Error terms and the regression model
Summary
- Definition of (additive) error terms for \(i=1, \ldots ,n\) :
\[ε_i=y_i-E\left( y_i \right|x_i)\]
- Under the statistical model, \(E\left( y_i \right|x_i)=g(x_i,β)\) and
\[ε_i=y_i-g(x_i,β)\]
- or
\[y_i=g(x_i,β)+ε_i\]
- This is called a regression model (RM) .
- Under the linear statistical model, \(E\left( y_i \right|x_i)=x'_iβ\) , for \(i=1, \ldots ,n\) :
\[ε_i=y_i-x'_iβ\]
- or
\[y_i=x'_iβ+ε_i\]
- This is called a linear regression model ( LRM ).

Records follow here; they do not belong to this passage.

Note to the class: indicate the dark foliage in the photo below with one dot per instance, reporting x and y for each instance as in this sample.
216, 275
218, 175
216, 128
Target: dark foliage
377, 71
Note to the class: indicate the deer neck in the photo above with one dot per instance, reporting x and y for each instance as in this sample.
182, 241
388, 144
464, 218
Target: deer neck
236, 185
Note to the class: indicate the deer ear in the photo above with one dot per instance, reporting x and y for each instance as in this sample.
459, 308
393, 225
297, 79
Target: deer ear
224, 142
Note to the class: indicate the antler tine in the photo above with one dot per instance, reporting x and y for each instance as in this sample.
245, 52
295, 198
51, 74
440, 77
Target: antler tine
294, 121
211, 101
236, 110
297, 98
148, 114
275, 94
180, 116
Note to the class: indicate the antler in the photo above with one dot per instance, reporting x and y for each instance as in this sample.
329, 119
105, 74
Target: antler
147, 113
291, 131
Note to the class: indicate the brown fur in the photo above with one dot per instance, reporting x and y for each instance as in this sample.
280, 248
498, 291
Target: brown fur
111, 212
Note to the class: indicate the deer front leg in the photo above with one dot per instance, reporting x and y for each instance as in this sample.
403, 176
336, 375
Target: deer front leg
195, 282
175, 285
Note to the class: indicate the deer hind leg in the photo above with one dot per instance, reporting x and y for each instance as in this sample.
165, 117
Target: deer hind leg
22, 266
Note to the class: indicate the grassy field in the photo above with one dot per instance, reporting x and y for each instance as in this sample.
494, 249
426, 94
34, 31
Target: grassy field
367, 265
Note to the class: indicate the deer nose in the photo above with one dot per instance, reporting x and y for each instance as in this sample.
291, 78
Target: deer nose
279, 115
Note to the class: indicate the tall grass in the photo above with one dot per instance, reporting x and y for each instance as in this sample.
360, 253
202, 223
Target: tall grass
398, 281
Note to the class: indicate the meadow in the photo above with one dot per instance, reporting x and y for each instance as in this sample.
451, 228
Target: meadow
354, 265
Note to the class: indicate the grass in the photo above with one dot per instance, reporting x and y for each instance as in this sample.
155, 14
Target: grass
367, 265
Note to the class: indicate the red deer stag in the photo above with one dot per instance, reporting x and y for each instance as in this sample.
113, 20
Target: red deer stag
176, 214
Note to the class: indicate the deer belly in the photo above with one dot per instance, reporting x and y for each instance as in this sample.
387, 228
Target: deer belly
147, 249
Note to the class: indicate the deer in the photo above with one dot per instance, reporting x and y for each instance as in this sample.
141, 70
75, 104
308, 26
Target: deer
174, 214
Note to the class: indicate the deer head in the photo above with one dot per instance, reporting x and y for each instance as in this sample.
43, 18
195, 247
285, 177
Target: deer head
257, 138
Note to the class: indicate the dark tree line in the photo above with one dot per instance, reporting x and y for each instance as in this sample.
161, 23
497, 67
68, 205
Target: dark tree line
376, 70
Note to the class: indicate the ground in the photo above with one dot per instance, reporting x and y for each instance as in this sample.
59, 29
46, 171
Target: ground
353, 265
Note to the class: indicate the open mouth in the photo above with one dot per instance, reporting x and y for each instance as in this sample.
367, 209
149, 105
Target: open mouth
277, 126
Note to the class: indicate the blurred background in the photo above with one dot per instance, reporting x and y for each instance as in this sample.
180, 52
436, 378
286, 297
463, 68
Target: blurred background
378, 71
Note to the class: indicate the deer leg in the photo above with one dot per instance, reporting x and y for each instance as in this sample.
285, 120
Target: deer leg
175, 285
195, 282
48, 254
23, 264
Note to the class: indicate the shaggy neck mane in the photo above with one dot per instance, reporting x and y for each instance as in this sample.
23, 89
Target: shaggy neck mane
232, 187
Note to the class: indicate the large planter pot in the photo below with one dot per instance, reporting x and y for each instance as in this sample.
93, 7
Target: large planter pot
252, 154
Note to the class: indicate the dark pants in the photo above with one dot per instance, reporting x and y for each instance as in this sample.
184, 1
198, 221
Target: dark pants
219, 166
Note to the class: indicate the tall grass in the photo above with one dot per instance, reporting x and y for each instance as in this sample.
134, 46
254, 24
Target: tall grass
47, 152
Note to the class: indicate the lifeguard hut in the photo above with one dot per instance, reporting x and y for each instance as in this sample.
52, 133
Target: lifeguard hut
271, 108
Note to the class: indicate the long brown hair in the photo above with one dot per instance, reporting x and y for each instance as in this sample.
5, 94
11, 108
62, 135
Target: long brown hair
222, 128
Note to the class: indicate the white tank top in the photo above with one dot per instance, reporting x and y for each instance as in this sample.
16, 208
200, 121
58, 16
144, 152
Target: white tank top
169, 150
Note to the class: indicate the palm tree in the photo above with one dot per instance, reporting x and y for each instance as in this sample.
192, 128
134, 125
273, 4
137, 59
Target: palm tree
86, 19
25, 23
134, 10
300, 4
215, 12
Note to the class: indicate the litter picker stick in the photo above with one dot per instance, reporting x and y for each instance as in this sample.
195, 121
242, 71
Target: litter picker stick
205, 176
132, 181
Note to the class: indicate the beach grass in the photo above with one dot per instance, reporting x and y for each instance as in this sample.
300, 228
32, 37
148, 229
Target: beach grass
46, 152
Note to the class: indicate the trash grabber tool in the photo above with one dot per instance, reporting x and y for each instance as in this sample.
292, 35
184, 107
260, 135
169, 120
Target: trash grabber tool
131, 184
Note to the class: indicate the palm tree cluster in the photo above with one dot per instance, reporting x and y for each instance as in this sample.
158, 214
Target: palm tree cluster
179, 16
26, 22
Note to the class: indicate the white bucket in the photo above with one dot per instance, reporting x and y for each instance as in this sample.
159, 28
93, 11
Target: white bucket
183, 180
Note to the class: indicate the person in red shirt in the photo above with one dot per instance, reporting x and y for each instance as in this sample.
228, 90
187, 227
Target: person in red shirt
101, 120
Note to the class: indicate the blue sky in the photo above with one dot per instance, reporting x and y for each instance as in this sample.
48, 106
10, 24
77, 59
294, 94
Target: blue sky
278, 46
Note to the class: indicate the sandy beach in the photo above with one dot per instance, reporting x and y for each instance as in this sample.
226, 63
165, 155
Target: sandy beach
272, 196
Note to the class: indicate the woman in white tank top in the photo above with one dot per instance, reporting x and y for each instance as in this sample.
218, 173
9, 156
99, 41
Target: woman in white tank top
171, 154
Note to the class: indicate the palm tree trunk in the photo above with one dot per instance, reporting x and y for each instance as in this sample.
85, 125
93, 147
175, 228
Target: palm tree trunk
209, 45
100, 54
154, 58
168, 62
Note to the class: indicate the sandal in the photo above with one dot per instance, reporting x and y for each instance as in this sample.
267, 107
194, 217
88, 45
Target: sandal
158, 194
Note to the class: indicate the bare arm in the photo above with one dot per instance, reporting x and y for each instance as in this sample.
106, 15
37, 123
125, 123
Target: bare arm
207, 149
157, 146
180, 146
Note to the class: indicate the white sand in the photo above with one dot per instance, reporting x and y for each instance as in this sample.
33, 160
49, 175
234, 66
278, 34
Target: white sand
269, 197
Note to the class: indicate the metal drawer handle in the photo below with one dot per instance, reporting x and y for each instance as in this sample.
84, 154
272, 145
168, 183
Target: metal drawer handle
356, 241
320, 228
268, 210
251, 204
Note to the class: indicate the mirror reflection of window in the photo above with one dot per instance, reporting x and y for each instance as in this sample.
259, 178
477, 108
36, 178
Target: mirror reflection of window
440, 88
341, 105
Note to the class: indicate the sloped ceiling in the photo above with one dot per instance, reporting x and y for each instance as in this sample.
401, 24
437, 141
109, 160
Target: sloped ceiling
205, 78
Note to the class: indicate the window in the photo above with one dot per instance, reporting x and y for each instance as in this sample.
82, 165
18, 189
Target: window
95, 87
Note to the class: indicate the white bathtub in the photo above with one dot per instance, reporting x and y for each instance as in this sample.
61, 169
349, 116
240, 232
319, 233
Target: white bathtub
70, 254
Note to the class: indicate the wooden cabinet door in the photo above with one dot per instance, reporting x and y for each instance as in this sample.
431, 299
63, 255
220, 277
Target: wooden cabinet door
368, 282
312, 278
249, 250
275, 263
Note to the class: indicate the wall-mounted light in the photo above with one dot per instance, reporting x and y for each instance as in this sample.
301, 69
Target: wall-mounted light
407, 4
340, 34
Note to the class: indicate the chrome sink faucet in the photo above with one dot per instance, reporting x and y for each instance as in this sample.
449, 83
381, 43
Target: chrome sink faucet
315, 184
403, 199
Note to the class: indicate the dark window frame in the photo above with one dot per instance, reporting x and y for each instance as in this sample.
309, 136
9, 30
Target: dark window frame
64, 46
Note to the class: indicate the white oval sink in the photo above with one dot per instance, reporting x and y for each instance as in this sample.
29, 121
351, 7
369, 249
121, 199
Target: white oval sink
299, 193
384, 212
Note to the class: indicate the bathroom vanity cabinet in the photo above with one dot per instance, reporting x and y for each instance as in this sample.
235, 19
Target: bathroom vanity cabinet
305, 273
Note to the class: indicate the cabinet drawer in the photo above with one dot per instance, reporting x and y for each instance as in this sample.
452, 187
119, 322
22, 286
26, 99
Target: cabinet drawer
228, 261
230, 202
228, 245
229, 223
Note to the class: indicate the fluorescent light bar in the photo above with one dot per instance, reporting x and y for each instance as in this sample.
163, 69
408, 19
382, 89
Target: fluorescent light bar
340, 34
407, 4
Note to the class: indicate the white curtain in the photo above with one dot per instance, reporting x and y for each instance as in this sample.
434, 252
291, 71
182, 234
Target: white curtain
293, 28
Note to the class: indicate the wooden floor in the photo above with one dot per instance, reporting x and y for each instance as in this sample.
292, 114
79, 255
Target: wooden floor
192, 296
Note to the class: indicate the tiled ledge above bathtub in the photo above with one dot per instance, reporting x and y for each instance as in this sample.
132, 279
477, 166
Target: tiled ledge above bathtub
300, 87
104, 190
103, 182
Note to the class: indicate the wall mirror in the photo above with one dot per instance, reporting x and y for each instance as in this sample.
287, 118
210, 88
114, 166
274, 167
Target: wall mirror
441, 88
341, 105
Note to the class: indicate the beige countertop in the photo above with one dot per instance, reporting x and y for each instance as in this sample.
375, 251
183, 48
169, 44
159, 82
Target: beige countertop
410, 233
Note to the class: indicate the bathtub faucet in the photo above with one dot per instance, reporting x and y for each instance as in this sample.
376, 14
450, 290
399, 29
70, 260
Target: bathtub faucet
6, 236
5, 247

- Result for \(i=1, \ldots ,n\) : under the linear statistical model ,
\[E\left( ε_i \right|x_i)=0\]
- We say that the explanatory variables are exogenous with respect to the error terms if this holds.
- Definition of the vector of error terms:
\[ε=\begin{bmatrix}ε_1 \\ ⋮ \\ ε_n\end{bmatrix}\]

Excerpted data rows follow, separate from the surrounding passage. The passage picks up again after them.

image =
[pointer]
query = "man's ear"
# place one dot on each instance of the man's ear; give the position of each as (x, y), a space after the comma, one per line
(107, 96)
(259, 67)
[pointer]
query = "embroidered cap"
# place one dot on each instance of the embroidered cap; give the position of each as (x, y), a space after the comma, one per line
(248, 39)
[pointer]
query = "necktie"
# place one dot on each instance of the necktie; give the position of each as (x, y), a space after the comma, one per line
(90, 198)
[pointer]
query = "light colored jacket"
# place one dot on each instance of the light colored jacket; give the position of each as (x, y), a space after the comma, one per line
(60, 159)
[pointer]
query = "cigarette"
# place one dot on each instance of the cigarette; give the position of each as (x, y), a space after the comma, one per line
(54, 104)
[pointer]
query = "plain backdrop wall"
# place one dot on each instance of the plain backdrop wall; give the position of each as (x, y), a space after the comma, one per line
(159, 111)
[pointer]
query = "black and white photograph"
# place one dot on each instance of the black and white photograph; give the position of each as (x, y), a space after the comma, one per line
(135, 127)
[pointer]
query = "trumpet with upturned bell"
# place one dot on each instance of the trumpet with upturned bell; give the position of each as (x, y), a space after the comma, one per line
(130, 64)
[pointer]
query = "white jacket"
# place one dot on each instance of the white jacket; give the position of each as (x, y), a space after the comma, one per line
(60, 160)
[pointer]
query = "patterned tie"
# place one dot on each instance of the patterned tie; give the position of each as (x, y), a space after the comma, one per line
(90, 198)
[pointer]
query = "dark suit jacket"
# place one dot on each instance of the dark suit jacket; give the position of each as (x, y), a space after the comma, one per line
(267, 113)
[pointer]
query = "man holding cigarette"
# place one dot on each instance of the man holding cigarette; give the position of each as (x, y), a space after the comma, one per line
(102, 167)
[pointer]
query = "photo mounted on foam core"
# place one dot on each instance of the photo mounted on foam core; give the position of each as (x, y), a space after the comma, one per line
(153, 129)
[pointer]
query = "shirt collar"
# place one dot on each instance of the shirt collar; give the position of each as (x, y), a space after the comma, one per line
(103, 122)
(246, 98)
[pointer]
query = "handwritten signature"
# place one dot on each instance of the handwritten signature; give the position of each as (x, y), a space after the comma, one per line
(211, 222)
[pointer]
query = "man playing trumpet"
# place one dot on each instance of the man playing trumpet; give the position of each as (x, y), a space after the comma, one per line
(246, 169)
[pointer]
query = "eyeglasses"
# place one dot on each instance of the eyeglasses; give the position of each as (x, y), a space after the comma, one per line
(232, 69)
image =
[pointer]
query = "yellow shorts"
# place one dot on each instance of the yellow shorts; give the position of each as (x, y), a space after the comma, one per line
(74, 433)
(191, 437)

- \(ε\) is \(n×1\) and we have
\[ε=y-E\left( y \right|X)\]
- Result: Under the linear statistical model, \(E\left( y \right|X)=Xβ\) , we have
\[y=Xβ+ε\]
- This is called the linear regression model in vector form .
- Under the linear statistical model
\[E\left( ε \right|X)=0\]
- This is the exogeneity condition in matrix form.
- Some notes:
- If \(x_i\) is non-stochastic then \(E\left( ε_i|x_i \right)=E\left( ε_i \right)\) for \(i=1, \ldots ,n\)
- If \(x_i\) is independent of \(ε_i\) then \(E\left( ε_i|x_i \right)=E\left( ε_i \right)\) for \(i=1, \ldots ,n\)
- In these cases, the explanatory variables are exogenous if \(E\left( ε_i \right)=0\) for \(i=1, \ldots ,n\) or \(E\left( ε \right)=0\) .